Rowland Holle

Personal information
- Full name: Rowland Leate Holle
- Born: 1859 Kyneton, Victoria, Australia
- Died: 3 August 1929 (aged 69–70) Sydney, Australia

Domestic team information
- 1883/84–1886/87: Wellington
- 1893/94: Auckland

Career statistics
| Competition | First-class |
| Matches | 7 |
| Runs scored | 70 |
| Batting average | 5.83 |
| 100s/50s | 0/0 |
| Top score | 17 |
| Balls bowled | 476 |
| Wickets | 20 |
| Bowling average | 10.90 |
| 5 wickets in innings | 1 |
| 10 wickets in match | 0 |
| Best bowling | 5/22 |
| Catches/stumpings | 2/– |
- Source: ESPNcricinfo, 30 December 2021

= Rowland Holle =

New Zealand cricketer

Rowland Leate Holle (1859 – 3 August 1929) was an Australian-born New Zealand cricketer. He played first-class cricket for Wellington and Auckland between 1883 and 1894.

==Life and career==
Holle was born in Victoria, Australia. He was employed as a cutter and manager at the Wellington clothing factory Thompson, Shannon and Co in 1883.
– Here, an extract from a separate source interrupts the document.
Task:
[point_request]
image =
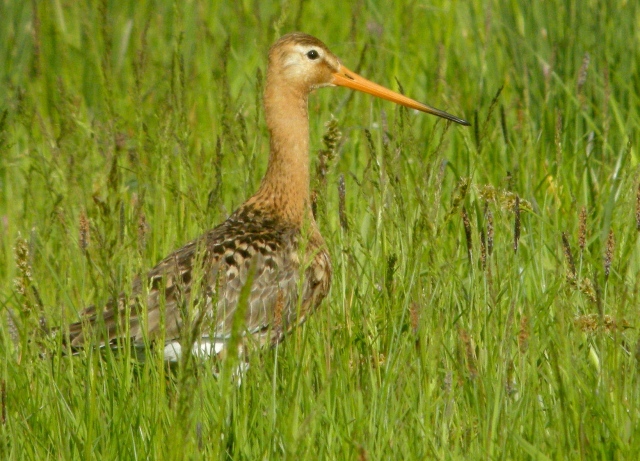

On his first-class debut for Wellington in December 1883, Holle took 5 for 22 and 4 for 20 – all on the first day of the match – but Wellington still lost to Nelson by 39 runs in a match in which 40 wickets fell for only 183 runs. In the 1893–94 season when he captained Auckland on their three-match southern tour, he played as a batsman. In the last match, going to the wicket at No. 11 with 13 runs required, he scored the winning runs to take Auckland to victory over Wellington by one wicket. The Wellington Evening Post described the match as "the most exciting inter-provincial match ever played in New Zealand". Holle wrote an account of the Auckland team's tour which was published as a pamphlet in March 1894: Tour of the Auckland Representative Cricket Team, 1893.

Holle served on the committee of the Auckland Cricket Association in the 1890s. He worked in Auckland as the Arch Clark and Sons clothing factory manager. He returned to Australia in March 1897 to live in Sydney.

Holle married Amelia ("Millie") Corder in Wellington in September 1883. He died in Sydney in 1929, aged 69; she died in Brisbane in 1938; they had a son and a daughter.